When I discuss the idea of writing this piece with Allie, I tell her that I’ll pitch something with a title like, “Falling in Love in the Time of Coronavirus.”

“Do you think that would be an appropriate way to frame this?” I ask her, my voice trembling with nerves, fishing again for insight into her feelings for me.

“Yeah, I would say so,” she responds, and a sense of relief washes over me. “In fact I just wrote in my journal the other day that I think we’re falling for each other.”

Aside from that offhand mention, we’re not officially dropping the L-word yet. I think we both know that would be too absurd at this point. All we can do is continue to get to know each other, safely, over Zoom.  

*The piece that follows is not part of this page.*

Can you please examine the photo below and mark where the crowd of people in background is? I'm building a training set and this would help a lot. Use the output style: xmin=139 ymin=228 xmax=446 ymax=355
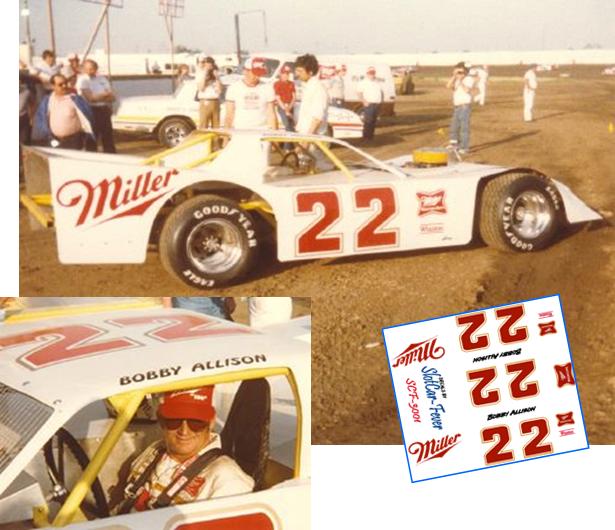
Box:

Which is still pretty great.

When it’s the right person, it doesn’t matter how it all starts. Not knowing for sure about things — in relationships or a lot of other developments — is part of life. I think there’s something really pure about just going for it, and if things don’t work out between us, I would feel like, “Well, at least it was a good story. I connected with someone during a global pandemic in a profound way, and we tried.”